One-line intro: xarray based verification (accuracy) scoring that can scale with Dask if needed. Pandas supported where possible. Why use it: trusted implementations, novel metrics, performance, one-stop-shop.
Notice -- This repository is currently undergoing initial construction and maintenance. It is not yet recommended for use. This notice will be removed after the first feature release. In the meantime, please feel free to look around, and don't hesitate to get in touch with any questions (see the contributing guide for how).
This package is currently in very active development. An addition ten to fifteen scores are expected to be implemented in the coming weeks. Performance testing and dask compatibility will be reviewed during and afterwards. The first 'release' will be tagged at that point.

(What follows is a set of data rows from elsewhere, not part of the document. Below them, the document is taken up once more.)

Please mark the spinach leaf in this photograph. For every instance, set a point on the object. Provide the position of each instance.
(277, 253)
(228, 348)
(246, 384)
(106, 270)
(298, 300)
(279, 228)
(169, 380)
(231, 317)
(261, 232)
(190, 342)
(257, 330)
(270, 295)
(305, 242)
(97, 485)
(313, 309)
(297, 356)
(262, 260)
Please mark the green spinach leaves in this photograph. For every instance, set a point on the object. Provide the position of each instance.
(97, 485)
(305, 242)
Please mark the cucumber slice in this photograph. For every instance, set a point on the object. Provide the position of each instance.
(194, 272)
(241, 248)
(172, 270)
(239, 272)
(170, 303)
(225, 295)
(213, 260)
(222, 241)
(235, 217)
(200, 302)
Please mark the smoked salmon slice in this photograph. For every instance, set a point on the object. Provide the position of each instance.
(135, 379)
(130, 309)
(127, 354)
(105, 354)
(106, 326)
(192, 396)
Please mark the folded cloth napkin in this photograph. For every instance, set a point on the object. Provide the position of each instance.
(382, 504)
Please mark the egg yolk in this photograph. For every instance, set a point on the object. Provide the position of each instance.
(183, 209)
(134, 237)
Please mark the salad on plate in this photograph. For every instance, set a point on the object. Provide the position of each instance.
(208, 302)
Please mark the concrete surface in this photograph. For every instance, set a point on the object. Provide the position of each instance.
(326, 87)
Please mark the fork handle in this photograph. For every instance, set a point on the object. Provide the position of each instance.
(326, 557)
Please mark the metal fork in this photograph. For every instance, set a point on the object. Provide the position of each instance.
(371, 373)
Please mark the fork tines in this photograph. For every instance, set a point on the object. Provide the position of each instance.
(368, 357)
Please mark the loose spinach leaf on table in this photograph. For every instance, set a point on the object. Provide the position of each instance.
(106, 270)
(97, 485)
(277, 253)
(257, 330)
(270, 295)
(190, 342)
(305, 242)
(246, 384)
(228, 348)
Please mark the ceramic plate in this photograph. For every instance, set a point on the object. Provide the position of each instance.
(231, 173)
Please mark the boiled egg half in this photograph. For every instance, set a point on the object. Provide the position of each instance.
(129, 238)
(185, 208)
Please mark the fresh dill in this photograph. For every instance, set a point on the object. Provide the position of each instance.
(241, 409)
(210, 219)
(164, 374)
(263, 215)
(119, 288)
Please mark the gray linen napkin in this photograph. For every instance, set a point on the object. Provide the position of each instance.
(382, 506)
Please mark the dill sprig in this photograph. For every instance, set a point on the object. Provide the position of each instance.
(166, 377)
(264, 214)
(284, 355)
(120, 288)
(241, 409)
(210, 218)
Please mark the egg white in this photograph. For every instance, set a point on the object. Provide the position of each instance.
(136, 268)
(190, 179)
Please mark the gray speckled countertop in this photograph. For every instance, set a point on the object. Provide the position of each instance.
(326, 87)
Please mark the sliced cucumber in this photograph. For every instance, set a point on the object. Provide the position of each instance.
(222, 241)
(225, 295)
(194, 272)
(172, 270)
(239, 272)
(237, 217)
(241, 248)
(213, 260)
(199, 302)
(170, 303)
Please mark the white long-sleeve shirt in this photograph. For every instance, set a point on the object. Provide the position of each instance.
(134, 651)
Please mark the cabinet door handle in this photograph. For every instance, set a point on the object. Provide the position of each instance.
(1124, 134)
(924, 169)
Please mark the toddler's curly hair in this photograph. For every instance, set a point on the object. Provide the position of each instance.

The documentation is divided into the user guide, the contribution guide (including developer documentation) and API documentation.
'scores' is a modular scoring package containing mathematical functions that can be used for the verification, evaluation, and optimisation of models, as well as other statistical functions. It is primarily aiming to support the geoscience and earth system community. Scores is focused on supporting xarray datatypes for earth system data. Other data formats such as Pandas and Iris can be easily be converted to xarray objects to utilise scores
. It has wider potential application in machine learning and domains other than meteorology, geoscience and weather but primarily supports those fields. It aims to be compatible with geopandas, pangeo and work with NetCDF4, Zarr, and hd5 data sources among others.
All of the scores and metrics in this package have undergone a thorough statistical and scientific review.
All interactions in forums, wikis, issues, emails and code (i.e. merge requests, code comments) will be managed according to the expectations outlined in the code of conduct and in accordance with all relevant laws and obligations. This project is an inclusive, respectful and open project with high standards for respectful behaviour and language. The code of conduct is the Contributor Covenant, adopted by over 40, 000 open source projects. Any concerns will be dealt with fairly and respectfully, with the processes described in the code of conduct.
The user guide contains information on installing, using and working with this package. Developers should follow the install steps from the contributor's guide
Installation may be performed with:
> pip install scores
Here is an example of the use of scores:
> import scores
> forecast = scores.sample_data.simple_forecast()
> observed = scores.sample_data.simple_observations()
> mean_absolute_error = scores.continuous.mae(forecast, observed)
> print(mean_absolute_error)
<xarray.DataArray ()>
array(2.)
'scores' is a modular scoring package containing verification metrics, error functions, training scores and other statistical functions. It is primarily aiming to support the geoscience and earth system community. Scores is focused on supporting xarray and pandas datatypes for earth system data. It has wider potential application in machine learning and domains other than meteorology, geoscience and weather but primarily supports those fields. It aims to be compatible with geopandas, pangeo and work with NetCDF4 and hdf5 data sources among others.
'scores' includes novel scores not commonly found elsewhere (e.g. FIRM and FlipFlip index), complex scores (CRPS, Diebold Mariano) and more common scores (MAE, RMSE). Scores provides its own implementations where relevant to avoid extensive dependencies, and its roadmap includes a comprehensive implementation of optimised, reviewed and useful set of scoring functions for verification, statistics, optimisation and machine learning.
All of the scores and metrics in this package have undergone a thorough statistical and scientific review.
There are similar packages which should be acknowledged, in particular xskillscore and climpred. These packages both provide overlapping and similar functionality. This package provides an additional option to the community and has additional metrics which are not found in those other packages. The 'scores' package seeks to be self-contained with simple dependencies, and so re-implements various metrics which are found in other libraries, so that it can be a simple one-stop-shop for the metrics of interest to its userbase.
Other than very small files to support automated testing, this repository does not contain significant data for tutorials and demonstrations. The tutorials demonstrate how to easily download sample data and generate synthetic data.
If you find this work useful, please consider a citation or acknowledgment of it.